Поскольку постимперский синдром и поиски «врагов России» позволяли исправно набирать политические очки, российское руководство никогда не проявляло деликатность в чувствительных для постсоветских государств вопросах.

Москва бесцеремонно игнорировала их суверенное право самостоятельно определять свою политику в области образования и культуры, а также не спешила расставлять точки над i в сюжетах, касавшихся советского периода истории. Такая позиция вызывала у соседей России большие сомнения в серьезности ее намерений подвести красную черту под своим тоталитарным и имперским прошлым. На это Кремль неизменно отвечал обвинениями в русофобии.

При Владимире Путине эти тенденции лишь глубже укоренились. «Проявлением русофобии» Москва стала среди прочего называть критику в свой адрес со стороны международных организаций и зарубежных государств, регулярные высылки российских дипломатов за несовместимую с их статусом деятельность, а также стремление бывших стран «народной демократии» к вступлению в НАТО. Попытки историков предметно разобраться с мрачными страницами советского прошлого вызывали в Кремле сильное раздражение и всякий раз клеймились как «русофобия».

Как и 30 лет назад, российские политические элиты сегодня легитимируют свою власть посредством эксплуатации травм и инерции мышления старшего поколения, которое так и не смогло найти себя в новой – несоветской – реальности. Путин пошел дальше своих предшественников, спланировав блицкриг против Украины в расчете на то, что пророссийски настроенное население ее восточных регионов откликнется на пропагандистские призывы и выйдет встречать оккупационные войска с цветами. И то, что этот план провалился, вовсе не исключает попыток повторения этих сценариев.

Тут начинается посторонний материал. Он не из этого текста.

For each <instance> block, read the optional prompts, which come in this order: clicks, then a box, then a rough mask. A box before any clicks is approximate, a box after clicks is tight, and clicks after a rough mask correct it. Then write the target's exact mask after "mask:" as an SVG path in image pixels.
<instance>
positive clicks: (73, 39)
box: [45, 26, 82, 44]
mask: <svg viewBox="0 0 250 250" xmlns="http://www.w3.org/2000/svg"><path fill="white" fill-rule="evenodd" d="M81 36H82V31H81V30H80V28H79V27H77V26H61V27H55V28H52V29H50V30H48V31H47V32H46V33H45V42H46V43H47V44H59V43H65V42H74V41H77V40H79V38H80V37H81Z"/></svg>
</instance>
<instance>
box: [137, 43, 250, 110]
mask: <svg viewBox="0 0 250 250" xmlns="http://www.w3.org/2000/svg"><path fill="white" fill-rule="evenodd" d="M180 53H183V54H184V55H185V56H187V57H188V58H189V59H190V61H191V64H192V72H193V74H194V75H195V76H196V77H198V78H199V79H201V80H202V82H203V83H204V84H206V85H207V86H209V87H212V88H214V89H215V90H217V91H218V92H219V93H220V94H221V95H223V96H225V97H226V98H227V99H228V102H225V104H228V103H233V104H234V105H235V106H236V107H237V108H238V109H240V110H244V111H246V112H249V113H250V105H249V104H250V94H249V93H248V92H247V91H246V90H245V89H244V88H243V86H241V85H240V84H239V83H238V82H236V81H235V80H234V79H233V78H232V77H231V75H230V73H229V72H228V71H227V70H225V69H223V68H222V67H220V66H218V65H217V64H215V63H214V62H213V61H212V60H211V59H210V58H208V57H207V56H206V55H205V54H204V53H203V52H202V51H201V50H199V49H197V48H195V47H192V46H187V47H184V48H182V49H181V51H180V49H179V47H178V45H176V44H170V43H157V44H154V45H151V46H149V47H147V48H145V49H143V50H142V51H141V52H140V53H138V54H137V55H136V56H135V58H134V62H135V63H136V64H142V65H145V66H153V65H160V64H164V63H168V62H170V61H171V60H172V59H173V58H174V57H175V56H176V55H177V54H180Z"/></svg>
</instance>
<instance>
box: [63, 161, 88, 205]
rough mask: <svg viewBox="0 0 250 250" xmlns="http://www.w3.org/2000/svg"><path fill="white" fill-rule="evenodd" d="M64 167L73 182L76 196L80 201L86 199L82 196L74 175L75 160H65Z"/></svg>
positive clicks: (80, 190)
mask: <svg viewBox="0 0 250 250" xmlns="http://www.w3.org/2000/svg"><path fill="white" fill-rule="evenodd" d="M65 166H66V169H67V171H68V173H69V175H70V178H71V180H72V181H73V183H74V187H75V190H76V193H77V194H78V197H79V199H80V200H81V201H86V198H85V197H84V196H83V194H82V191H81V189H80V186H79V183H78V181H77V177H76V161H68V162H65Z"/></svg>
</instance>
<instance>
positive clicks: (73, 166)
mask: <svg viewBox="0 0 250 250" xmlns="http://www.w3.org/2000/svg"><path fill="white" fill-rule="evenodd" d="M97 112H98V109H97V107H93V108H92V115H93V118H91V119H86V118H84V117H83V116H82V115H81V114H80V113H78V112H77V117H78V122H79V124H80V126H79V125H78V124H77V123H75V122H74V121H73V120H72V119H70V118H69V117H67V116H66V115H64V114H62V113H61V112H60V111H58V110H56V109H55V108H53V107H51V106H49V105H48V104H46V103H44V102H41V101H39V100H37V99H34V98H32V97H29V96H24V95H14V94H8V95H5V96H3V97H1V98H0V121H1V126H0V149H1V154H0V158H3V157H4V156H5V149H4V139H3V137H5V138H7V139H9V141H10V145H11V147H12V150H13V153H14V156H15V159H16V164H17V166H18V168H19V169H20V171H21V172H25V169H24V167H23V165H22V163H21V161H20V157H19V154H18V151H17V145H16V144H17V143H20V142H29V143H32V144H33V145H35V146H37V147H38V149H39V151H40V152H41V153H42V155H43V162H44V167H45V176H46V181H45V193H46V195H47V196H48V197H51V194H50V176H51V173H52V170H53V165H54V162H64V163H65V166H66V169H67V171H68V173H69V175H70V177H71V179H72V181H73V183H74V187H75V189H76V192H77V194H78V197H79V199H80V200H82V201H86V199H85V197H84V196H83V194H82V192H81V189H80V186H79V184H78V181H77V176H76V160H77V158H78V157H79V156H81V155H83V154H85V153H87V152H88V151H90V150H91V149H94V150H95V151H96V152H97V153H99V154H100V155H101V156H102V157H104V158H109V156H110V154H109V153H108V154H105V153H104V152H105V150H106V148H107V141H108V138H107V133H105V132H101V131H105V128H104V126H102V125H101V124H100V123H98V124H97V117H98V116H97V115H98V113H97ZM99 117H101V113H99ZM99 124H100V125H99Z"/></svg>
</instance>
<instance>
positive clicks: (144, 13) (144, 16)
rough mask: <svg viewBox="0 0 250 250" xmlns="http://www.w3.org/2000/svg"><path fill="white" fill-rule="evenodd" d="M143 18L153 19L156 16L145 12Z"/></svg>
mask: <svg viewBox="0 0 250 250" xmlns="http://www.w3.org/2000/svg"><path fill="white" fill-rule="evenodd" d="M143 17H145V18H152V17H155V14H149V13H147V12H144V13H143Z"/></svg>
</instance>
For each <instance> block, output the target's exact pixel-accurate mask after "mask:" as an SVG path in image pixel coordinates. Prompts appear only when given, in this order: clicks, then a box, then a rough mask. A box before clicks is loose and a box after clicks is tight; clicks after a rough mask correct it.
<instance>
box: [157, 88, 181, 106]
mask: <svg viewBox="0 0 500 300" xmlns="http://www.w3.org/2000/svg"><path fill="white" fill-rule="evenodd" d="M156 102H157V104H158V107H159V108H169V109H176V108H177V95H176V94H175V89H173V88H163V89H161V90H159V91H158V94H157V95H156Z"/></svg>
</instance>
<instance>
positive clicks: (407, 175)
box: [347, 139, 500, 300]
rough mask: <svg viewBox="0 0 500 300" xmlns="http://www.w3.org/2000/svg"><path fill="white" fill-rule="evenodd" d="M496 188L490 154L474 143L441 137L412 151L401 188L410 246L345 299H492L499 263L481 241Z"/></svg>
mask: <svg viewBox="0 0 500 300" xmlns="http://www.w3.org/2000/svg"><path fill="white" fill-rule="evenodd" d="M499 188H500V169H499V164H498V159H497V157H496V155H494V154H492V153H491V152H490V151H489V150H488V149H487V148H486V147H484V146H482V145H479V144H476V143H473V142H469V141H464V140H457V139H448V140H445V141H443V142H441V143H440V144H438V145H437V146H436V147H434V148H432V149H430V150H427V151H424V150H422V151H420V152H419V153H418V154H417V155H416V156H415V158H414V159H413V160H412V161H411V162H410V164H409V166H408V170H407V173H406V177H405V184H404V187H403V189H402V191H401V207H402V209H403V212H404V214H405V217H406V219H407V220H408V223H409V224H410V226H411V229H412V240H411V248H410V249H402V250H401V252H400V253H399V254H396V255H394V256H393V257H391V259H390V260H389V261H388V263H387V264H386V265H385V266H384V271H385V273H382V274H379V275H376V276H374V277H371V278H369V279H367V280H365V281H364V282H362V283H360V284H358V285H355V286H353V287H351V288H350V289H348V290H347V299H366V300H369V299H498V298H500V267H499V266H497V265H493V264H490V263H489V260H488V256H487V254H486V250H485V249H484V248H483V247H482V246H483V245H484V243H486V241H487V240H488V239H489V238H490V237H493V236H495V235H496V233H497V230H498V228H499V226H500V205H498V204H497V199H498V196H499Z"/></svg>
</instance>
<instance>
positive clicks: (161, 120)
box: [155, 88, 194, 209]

Сегодня слово «русофобия» является одним из ключевых концептов российской пропаганды. Оно регулярно звучит из уст официальных представителей России в ответ на любое осуждение преступных действий российских оккупационных войск, будь то массовое убийство мирных граждан в Буче или нанесение авиаударов по гражданской инфраструктуре украинских городов.

Тем самым Москва сознательно стремится девальвировать любые неудобные для себя аргументы и свести все к иррациональному страху перед Россией. Даже протестные антивоенные акции у российских посольств Кремль называет проявлением русофобии.

В последние несколько десятилетий официальная Москва награждала эпитетом «русофоб» очень разных людей. Многих из них объединяет основанная на исторических фактах убежденность в том, что следование России по имперскому пути неизменно оборачивается трагедиями как для самой России, так и для ее соседей. В 2008 году в русофобии упрекали тех, кто предрекал, что после войны России против Грузии наступит очередь Украины.

Они же говорили в 2014 году, что на аннексии Крыма Владимир Путин не остановится – и оказались правы. В итоге именно они оказались ближе всего к истине, реалистично оценивая колоссальный потенциал тоталитарного путинского режима создавать экзистенциальные угрозы безопасности как соседним государствам, так и континенту в целом.